Ed Felton discusses issues of privacy, price discrimination, and identification related to Disney World’s reported use of fingerprinting (some say its only finger/hand geometry) to make sure people aren’t selling their multi-day passes to third parties. Prof. Felton questions whether Disney truly needs to know one’s actual identity to accomplish their goal:
They don’t need to know who you are; all they need to know is that you are the same person who used the ticket yesterday. I think it’s possible to build a fingerprint-based system that stores just enough information to verify that a newly-presented fingerprint is the same one seen before, but without storing the fingerprint itself or even information useful in reconstructing or forging it. That would let Disney get what it needs to prevent ticket resale, without compromising customers’ fingerprints.
If this is possible, why isn’t Disney doing it? I can only guess, but I can think of two reasons. First, in designing identity-based systems, people seem to gravitate to designs that try to extract a “true identity”, despite the fact that this is more privacy-compromising and is often unnecessary.

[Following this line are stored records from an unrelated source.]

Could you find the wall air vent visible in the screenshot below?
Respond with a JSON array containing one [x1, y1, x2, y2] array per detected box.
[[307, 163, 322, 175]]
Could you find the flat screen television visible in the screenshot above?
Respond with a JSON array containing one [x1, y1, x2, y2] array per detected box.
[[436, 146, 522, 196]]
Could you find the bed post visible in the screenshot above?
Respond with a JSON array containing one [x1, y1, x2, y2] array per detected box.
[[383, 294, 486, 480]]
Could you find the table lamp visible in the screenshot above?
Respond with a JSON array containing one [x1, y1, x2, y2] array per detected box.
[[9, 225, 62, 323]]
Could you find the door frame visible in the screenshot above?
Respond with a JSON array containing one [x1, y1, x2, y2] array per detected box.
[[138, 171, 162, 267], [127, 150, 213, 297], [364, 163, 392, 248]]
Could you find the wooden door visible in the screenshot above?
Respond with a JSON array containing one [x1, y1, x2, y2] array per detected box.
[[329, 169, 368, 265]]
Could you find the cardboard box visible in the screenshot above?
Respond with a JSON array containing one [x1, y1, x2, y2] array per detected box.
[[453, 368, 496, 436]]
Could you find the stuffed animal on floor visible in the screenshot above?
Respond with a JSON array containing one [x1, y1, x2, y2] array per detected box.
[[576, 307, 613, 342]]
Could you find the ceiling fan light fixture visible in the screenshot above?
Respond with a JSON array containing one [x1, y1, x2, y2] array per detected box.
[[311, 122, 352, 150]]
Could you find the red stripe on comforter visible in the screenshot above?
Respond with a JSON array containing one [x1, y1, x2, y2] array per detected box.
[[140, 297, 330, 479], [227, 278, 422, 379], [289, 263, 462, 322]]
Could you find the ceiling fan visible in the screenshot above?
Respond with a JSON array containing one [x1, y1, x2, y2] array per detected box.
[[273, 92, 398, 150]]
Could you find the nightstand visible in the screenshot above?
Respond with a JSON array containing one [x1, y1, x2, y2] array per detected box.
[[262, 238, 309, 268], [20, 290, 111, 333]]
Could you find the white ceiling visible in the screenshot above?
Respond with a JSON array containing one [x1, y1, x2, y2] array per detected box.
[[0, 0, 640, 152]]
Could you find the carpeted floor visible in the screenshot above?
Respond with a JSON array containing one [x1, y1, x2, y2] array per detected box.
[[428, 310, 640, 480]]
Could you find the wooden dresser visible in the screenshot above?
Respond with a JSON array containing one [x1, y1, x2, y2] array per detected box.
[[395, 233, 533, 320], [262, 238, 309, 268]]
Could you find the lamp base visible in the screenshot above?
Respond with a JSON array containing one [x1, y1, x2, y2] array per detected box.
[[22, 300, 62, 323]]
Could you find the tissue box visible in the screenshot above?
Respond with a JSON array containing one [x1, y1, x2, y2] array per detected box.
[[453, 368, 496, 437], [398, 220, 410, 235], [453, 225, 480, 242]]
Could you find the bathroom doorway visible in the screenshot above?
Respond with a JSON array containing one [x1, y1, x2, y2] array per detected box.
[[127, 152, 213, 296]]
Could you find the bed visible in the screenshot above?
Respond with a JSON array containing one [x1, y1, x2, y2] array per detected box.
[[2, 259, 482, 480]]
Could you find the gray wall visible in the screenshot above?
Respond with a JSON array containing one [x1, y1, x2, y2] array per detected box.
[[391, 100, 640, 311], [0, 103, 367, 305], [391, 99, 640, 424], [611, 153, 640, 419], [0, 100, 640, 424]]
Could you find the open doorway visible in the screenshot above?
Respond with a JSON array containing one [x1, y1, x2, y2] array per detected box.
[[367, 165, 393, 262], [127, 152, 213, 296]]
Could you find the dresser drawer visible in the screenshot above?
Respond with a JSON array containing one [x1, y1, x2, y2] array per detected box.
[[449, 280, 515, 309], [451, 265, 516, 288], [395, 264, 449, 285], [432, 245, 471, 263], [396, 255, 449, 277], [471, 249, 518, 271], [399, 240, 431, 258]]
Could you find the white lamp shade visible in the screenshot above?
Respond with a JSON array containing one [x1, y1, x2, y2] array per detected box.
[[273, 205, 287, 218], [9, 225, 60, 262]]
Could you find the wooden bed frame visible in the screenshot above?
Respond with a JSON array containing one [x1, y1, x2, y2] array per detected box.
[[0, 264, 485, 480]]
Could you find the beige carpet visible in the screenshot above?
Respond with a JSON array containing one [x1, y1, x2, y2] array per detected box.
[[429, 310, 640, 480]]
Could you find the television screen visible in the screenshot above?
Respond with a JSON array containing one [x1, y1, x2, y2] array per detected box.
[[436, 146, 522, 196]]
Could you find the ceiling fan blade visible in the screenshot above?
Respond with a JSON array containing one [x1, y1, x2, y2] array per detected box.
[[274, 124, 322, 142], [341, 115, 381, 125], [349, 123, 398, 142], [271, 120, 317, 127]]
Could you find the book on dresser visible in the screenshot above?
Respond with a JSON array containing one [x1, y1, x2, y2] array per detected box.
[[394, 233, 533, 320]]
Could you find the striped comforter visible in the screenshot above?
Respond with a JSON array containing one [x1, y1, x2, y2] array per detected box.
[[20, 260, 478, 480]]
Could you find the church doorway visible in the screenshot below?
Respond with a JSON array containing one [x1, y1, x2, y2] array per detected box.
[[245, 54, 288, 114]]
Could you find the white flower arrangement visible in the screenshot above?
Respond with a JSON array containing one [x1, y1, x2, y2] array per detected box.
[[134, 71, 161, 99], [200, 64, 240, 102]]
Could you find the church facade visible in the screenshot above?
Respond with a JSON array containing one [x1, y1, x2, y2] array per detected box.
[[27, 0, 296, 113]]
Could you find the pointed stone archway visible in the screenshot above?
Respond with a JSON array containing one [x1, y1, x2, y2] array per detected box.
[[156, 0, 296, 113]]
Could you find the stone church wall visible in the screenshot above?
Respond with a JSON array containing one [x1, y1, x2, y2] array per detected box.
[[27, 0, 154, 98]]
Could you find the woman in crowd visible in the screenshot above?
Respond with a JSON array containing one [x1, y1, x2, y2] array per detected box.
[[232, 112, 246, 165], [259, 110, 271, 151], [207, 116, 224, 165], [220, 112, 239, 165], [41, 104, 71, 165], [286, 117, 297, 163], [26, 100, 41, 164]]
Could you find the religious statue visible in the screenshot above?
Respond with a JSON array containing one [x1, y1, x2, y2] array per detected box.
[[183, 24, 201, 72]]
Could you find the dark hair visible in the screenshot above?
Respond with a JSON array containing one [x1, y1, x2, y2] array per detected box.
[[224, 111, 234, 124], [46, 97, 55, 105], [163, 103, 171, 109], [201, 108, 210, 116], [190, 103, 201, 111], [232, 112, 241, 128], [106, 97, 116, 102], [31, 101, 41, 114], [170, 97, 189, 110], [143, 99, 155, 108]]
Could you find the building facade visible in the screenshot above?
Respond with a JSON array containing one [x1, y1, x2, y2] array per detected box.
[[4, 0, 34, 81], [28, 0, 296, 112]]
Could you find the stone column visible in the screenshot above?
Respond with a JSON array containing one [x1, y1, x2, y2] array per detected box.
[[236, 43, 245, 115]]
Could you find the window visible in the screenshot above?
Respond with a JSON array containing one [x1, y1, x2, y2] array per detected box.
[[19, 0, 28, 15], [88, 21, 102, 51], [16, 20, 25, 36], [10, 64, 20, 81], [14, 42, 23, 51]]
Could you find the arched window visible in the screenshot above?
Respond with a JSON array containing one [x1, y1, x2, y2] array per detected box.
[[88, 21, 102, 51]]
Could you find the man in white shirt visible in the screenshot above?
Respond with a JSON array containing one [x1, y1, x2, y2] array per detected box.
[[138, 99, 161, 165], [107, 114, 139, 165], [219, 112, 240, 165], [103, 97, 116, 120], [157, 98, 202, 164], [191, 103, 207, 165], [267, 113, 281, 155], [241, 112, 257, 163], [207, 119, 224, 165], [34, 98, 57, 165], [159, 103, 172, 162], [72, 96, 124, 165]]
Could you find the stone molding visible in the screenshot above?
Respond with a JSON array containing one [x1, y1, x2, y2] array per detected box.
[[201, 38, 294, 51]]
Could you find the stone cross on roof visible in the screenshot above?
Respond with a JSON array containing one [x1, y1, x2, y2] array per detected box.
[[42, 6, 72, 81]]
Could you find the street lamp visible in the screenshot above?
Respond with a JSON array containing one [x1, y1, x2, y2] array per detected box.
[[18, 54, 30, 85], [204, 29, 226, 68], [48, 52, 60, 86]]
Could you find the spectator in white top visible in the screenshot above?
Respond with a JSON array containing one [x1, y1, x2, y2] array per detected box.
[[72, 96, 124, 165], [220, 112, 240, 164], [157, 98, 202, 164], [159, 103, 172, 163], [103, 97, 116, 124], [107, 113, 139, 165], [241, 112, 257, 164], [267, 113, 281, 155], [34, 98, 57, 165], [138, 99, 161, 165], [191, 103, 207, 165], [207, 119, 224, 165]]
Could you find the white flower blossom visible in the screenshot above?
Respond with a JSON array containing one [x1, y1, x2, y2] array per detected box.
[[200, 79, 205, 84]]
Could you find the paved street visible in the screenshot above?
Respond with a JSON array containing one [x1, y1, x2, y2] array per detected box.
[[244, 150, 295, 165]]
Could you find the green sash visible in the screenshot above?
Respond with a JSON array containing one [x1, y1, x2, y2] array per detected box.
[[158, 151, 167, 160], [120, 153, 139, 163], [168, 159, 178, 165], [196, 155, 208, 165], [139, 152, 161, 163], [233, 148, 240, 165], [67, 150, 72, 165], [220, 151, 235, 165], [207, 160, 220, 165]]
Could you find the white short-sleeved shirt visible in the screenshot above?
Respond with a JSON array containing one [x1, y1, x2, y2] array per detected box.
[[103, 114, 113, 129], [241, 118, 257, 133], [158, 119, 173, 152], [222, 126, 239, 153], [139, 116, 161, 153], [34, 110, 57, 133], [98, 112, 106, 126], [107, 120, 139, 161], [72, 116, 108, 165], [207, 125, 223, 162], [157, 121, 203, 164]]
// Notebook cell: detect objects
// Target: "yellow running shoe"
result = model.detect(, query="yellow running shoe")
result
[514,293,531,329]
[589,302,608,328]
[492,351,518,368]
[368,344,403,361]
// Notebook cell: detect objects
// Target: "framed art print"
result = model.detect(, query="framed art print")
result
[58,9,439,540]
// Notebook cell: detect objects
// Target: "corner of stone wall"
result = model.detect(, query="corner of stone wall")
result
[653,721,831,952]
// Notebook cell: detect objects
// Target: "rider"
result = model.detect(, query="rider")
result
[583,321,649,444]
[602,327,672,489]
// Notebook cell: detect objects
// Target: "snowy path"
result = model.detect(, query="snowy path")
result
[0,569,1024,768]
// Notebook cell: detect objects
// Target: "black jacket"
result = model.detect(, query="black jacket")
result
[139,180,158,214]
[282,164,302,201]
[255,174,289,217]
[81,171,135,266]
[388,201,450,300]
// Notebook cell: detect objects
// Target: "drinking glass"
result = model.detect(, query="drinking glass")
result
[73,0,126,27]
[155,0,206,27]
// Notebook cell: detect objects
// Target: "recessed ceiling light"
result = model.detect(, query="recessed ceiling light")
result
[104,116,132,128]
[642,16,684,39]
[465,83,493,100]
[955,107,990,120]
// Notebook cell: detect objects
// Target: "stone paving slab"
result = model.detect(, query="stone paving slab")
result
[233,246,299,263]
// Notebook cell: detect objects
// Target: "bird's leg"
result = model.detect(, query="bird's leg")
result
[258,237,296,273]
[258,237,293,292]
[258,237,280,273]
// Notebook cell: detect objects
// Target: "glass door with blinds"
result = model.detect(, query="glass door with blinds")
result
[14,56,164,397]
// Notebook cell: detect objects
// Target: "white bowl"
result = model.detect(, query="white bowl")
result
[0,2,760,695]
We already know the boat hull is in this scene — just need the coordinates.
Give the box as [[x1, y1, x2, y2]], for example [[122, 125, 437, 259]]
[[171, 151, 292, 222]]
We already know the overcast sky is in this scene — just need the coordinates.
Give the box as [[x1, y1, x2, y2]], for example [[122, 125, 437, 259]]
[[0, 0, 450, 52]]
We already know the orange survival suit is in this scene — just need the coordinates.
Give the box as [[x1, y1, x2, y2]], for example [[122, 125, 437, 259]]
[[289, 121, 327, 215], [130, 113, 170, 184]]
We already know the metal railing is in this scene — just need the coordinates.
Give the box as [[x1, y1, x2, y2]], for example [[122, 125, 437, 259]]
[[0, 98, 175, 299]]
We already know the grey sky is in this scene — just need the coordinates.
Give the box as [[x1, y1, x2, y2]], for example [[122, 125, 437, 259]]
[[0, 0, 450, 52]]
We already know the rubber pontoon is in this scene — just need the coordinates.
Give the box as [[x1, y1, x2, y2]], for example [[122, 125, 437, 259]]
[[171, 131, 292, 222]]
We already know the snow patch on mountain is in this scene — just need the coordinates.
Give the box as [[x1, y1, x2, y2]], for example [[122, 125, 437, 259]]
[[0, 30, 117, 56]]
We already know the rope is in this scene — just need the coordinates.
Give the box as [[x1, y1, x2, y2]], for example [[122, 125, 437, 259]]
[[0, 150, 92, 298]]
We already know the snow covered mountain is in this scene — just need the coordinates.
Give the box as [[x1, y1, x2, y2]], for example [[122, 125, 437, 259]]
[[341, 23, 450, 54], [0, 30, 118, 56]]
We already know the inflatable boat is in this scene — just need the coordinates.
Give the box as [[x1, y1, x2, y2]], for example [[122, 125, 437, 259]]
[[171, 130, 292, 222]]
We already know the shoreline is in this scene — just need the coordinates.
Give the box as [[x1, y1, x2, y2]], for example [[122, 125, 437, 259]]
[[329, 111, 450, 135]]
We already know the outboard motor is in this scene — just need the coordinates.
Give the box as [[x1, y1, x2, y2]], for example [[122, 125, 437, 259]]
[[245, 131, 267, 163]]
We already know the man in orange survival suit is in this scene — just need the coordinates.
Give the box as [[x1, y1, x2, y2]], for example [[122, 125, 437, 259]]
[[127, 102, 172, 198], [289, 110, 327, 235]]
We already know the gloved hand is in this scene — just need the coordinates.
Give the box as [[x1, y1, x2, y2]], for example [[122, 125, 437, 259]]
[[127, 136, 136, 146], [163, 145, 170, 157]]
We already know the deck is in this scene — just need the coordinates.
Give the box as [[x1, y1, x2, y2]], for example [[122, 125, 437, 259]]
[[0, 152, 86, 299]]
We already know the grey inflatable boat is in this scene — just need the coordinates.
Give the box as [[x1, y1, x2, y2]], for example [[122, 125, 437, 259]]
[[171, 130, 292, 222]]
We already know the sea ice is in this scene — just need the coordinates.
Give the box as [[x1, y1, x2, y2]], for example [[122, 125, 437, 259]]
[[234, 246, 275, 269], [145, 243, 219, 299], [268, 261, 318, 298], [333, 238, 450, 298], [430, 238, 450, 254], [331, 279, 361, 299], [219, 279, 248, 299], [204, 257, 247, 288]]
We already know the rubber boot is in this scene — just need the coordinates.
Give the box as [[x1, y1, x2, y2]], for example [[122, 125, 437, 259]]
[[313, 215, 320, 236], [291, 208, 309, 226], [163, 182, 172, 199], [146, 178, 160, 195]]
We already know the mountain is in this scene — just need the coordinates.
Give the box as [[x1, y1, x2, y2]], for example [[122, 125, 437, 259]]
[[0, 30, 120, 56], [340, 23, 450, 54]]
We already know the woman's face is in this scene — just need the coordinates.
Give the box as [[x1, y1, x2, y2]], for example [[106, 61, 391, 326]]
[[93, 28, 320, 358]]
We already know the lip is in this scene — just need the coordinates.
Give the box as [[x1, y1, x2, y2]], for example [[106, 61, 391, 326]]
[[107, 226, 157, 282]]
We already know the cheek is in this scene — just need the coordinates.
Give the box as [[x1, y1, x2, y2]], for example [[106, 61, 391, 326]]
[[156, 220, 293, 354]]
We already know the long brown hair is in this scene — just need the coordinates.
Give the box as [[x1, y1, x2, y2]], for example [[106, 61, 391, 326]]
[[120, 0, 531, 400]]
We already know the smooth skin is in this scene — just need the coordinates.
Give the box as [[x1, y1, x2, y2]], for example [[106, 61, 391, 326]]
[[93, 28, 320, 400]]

Second, if Disney sees customer privacy mainly as a public-relations issue, then they don’t have much incentive to design a more privacy-protective system, when ordinary customers can’t easily tell the difference.
Researchers have been saying for years that identification technologies can be designed cleverly to minimize unneeded information flows; but this suggestion hasn’t had much effect. Perhaps bad publicity over information leaks will cause companies to be more careful.
What Prof. Felton is calling for here is value-sensitive design: how can we design a system to help Disney meet their goal of ensuring that the person who is using a pass is the same person who bought it without actually knowing exactly who that person is — can we build a such a system that protects the value of privacy?